「スカイさん。今日は調子が良さそうですね」
トレーニング中、ニシノフラワーがセイウンスカイに声をかけてきた。
近頃悶々としていたセイウンスカイだったが、その気持ちが晴れたような態度だったから気になったらしい。
それを理解してかセイウンスカイの方も、いつもよりも少し快活なノリでそれに返した。
「分かる? ちょっと嬉しい事があったんだ」
「嬉しい事?」
ニシノフラワーは首を傾げた。セイウンスカイは、そんな彼女に対してニコニコと気分の良い時の緩い笑顔を向ける。
「最近ウマッターで流行ってるどぼめじろう先生。あの人、コミッションを請け負ってたみたいでさ。その人に漫画を頼んでみたら、その内容が嬉しくってさ~」
セイウンスカイの機嫌の良さは、どぼめじろう先生に頼んだ漫画にあった。
その内容はトレーナーと恋仲になり、甘々と女の子として溺愛されるもの。ハグとか、キスとか、現実では起こり得ないであろうそんな行為もその中には詰まっている。しかもニシノフラワーからは現実以上に慕われ、気軽にスキンシップが出来る関係性だった。
……いや、まぁ、どぼめじろう先生との「公には非公開」という約束も併せて、他人に見せられる代物ではないが。
「へぇ、私もどぼめじろう先生の話は聞いた事あります。一体どんな漫画を描いてもらったんですか?」
目を少し輝かせるようにして、星空雲改めセイウンスカイに寄ってくるニシノフラワー。漫画の内容が思い起こされてスカイも頬が熱くなる。

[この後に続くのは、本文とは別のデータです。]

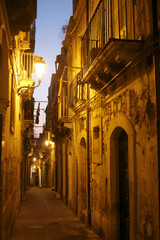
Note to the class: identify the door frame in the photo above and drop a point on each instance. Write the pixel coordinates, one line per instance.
(114, 131)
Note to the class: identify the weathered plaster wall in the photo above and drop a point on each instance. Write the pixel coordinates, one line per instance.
(137, 103)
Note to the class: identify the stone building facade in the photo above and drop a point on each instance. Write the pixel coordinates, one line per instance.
(107, 129)
(17, 36)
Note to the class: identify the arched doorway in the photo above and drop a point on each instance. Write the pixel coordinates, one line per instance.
(124, 217)
(122, 151)
(82, 174)
(120, 195)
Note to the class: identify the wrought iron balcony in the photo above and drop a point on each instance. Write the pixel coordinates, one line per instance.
(111, 39)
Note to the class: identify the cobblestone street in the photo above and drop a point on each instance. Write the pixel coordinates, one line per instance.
(43, 216)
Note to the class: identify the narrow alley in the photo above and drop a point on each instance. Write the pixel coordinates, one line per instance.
(43, 216)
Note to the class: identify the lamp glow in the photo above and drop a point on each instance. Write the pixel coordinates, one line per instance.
(39, 66)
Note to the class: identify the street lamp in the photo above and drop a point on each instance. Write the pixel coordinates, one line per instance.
(39, 68)
(26, 84)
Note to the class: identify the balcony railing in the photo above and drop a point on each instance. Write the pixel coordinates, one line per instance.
(110, 20)
(63, 111)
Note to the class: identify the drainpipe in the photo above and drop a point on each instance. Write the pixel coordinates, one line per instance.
(1, 177)
(157, 78)
(88, 130)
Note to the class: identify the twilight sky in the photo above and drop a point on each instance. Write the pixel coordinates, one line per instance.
(51, 16)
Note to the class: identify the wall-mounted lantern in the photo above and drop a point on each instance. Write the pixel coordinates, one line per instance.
(26, 83)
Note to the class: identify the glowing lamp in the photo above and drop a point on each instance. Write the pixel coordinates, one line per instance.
(39, 67)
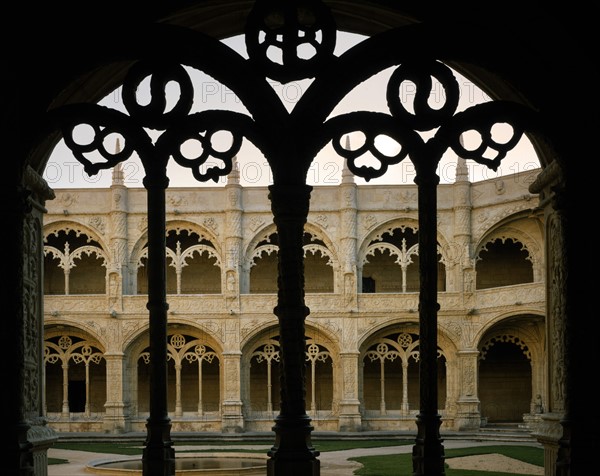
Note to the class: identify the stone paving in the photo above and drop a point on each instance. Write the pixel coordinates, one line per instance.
(333, 463)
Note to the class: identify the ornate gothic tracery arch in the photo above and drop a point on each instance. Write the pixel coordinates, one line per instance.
(282, 137)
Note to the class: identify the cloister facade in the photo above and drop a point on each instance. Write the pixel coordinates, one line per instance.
(361, 284)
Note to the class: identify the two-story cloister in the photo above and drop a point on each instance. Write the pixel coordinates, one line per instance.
(361, 280)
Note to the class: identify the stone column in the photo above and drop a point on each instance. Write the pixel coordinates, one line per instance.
(233, 241)
(117, 273)
(348, 219)
(554, 429)
(460, 262)
(349, 416)
(115, 420)
(28, 437)
(232, 418)
(468, 416)
(292, 452)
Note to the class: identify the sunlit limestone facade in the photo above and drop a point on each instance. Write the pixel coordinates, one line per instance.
(361, 284)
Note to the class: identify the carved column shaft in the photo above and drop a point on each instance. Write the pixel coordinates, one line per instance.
(428, 452)
(159, 455)
(293, 452)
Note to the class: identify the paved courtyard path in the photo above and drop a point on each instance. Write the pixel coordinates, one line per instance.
(333, 463)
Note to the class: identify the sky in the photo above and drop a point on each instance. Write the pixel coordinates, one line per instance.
(64, 171)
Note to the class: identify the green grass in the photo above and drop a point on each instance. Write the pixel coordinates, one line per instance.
(395, 465)
(385, 465)
(136, 448)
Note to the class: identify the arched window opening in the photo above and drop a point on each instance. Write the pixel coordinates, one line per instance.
(318, 267)
(73, 264)
(263, 266)
(75, 377)
(503, 263)
(504, 380)
(264, 377)
(194, 265)
(391, 263)
(391, 375)
(193, 377)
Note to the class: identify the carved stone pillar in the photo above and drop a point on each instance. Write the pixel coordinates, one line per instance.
(29, 437)
(553, 431)
(232, 419)
(292, 453)
(348, 237)
(117, 272)
(468, 416)
(233, 242)
(460, 254)
(115, 420)
(349, 417)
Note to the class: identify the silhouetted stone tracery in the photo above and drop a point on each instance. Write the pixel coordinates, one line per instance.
(288, 42)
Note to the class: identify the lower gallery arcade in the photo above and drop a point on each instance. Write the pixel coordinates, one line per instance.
(362, 333)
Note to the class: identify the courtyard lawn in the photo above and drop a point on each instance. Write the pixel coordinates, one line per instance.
(384, 465)
(395, 465)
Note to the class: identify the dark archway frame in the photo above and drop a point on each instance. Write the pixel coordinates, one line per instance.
(290, 141)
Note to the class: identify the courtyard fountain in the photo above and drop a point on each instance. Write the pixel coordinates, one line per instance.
(197, 464)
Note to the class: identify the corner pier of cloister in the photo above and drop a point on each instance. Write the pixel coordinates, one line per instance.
(361, 283)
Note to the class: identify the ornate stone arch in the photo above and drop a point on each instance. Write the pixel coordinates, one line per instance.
(374, 242)
(329, 249)
(78, 228)
(505, 232)
(251, 252)
(525, 329)
(72, 327)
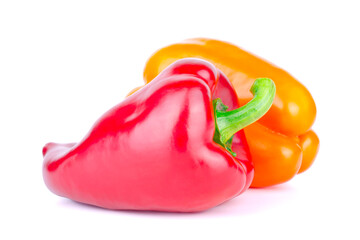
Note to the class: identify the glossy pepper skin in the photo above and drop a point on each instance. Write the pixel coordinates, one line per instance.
(277, 141)
(155, 150)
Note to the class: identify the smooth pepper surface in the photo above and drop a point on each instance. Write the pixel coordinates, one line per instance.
(281, 143)
(155, 150)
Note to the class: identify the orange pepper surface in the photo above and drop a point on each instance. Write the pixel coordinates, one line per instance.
(281, 143)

「あ、あはは。ヒミツヒミツ。少女漫画だから、恥ずかしいし……」
顔を赤らめながら、やんわりと伝える形で詳細を教えるのは断った。ニシノとて自分が持っている少女漫画を他人に見せるのが恥ずかしい人種がいるというのは理解出来る。ゆえに、その点についてはそれ以上は深く突っ込まなかった。
「でも、良かったです。スカイさんの元気そうな顔が見れて……」
ニシノは心底安堵した様子で言う。セイウンスカイはそれがとても照れ臭くて、また調子が良い時の笑顔で表情を崩した。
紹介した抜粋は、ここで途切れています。